Q[0] = [0.5, 0.3]    (image patch query)
Q[1] = [0.2, 0.8]    (text word "cat" query)
Q[2] = [0.7, 0.1]    (text word "sat" query)

K[0] = [0.6, 0.4]
K[1] = [0.3, 0.9]
K[2] = [0.5, 0.2]

V[0] = [1.0, 0.0]
V[1] = [0.0, 1.0]
V[2] = [0.5, 0.5]

Compute attention for token 0 (image patch):

scores[0, 0] = Q[0] · K[0] / √2 = (0.5×0.6 + 0.3×0.4) / √2 = 0.42 / 1.414 ≈ 0.297
scores[0, 1] = Q[0] · K[1] / √2 = (0.5×0.3 + 0.3×0.9) / √2 = 0.42 / 1.414 ≈ 0.297
scores[0, 2] = Q[0] · K[2] / √2 = (0.5×0.5 + 0.3×0.2) / √2 = 0.31 / 1.414 ≈ 0.219

Softmax:

exp(0.297) ≈ 1.345
exp(0.297) ≈ 1.345
exp(0.219) ≈ 1.245

Sum = 3.935

attn_weights[0, :] = [1.345/3.935, 1.345/3.935, 1.245/3.935]
                   ≈ [0.342, 0.342, 0.316]

These sum to 1.0 (normalized).

Output:

attn_output[0] = 0.342 × V[0] + 0.342 × V[1] + 0.316 × V[2]
               = 0.342 × [1, 0] + 0.342 × [0, 1] + 0.316 × [0.5, 0.5]
               = [0.342, 0] + [0, 0.342] + [0.158, 0.158]
               = [0.5, 0.5]

Key insight: The image patch (token 0) has learned to blend information from all three tokens based on how similar its query is to their keys. The weights (0.342, 0.342, 0.316) show it attends roughly equally to the image and first text word, slightly less to the second text word.


Part 6: Multi-Head Attention

In practice, Gemini uses multiple “heads” (typically 32 or 64) that attend independently:

For each head h:
  attn_h = Attention(Q_h, K_h, V_h)

Multi-head output = Concat(attn_0, attn_1, ..., attn_31) @ W_o

Where W_o ∈ ℝ^(d_model × d_model) recombines the heads.

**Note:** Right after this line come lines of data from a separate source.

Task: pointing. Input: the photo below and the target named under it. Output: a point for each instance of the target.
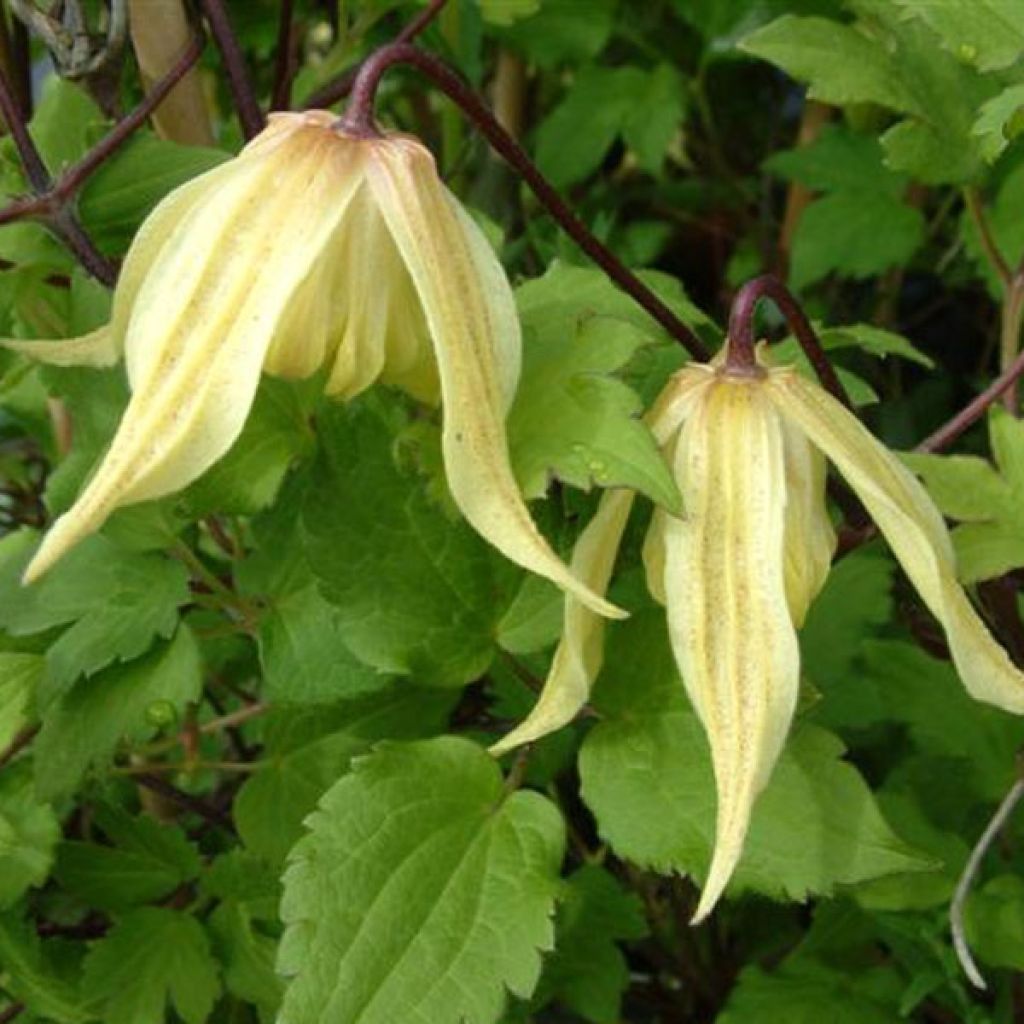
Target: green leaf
(29, 832)
(1000, 121)
(647, 777)
(64, 123)
(151, 958)
(124, 190)
(42, 983)
(1006, 219)
(248, 956)
(276, 434)
(19, 675)
(840, 64)
(508, 11)
(146, 861)
(415, 592)
(805, 993)
(995, 922)
(853, 607)
(84, 726)
(927, 695)
(564, 31)
(857, 235)
(302, 658)
(574, 138)
(986, 499)
(839, 160)
(988, 34)
(656, 116)
(306, 752)
(115, 601)
(423, 891)
(588, 973)
(572, 420)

This allows different heads to focus on different types of relationships:

  • Some heads might focus on spatial structure (for image patches)
  • Others on semantic meaning (for text tokens)
  • Others on cross-modal alignments

Part 7: Feed-Forward Network

After attention, each token passes through a dense network:

FFN(x) = W_2 @ ReLU(W_1 @ x + b_1) + b_2

W_1 ∈ ℝ^(d_ff × d_model)   (typically d_ff = 4 × d_model)
W_2 ∈ ℝ^(d_model × d_ff)

For d_model = 2048:
  W_1 ∈ ℝ^(8192 × 2048)
  W_2 ∈ ℝ^(2048 × 8192)

This is applied independently to each token, allowing it to learn non-linear transformations.

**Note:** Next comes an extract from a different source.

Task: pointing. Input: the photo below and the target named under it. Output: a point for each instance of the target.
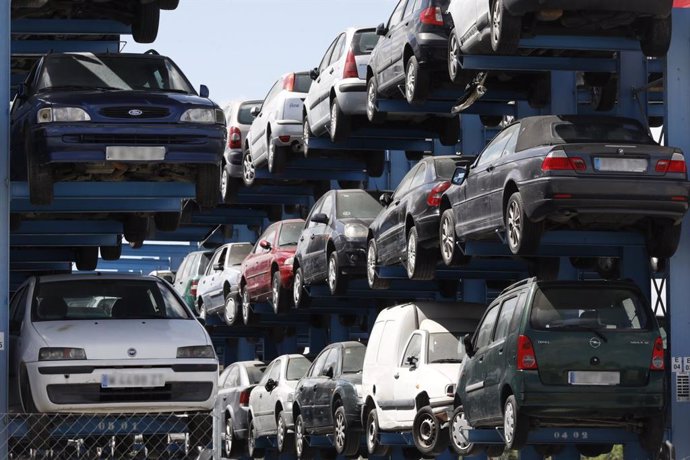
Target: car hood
(111, 339)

Summary: The Full Pipeline

Image 224×224          Text "The cat sat"
     ↓                       ↓
256 patches            6 tokens
(14×14 pixels each)    (SentencePiece)
     ↓                       ↓
     └─→ Project to d_model=2048 ←─┘

     262 embeddings (256 + 6)

     Add positional encoding

     Transformer Layer N times:
       ├─ Multi-head attention (image ↔ image, image ↔ text, text ↔ text)
       └─ Feed-forward network

     Output embeddings

     Task head (language, image generation, etc.)

     Logits → Softmax → Predictions

The beauty: No special handling for different modalities. The Transformer treats image patches and text tokens identically, allowing natural cross-modal reasoning.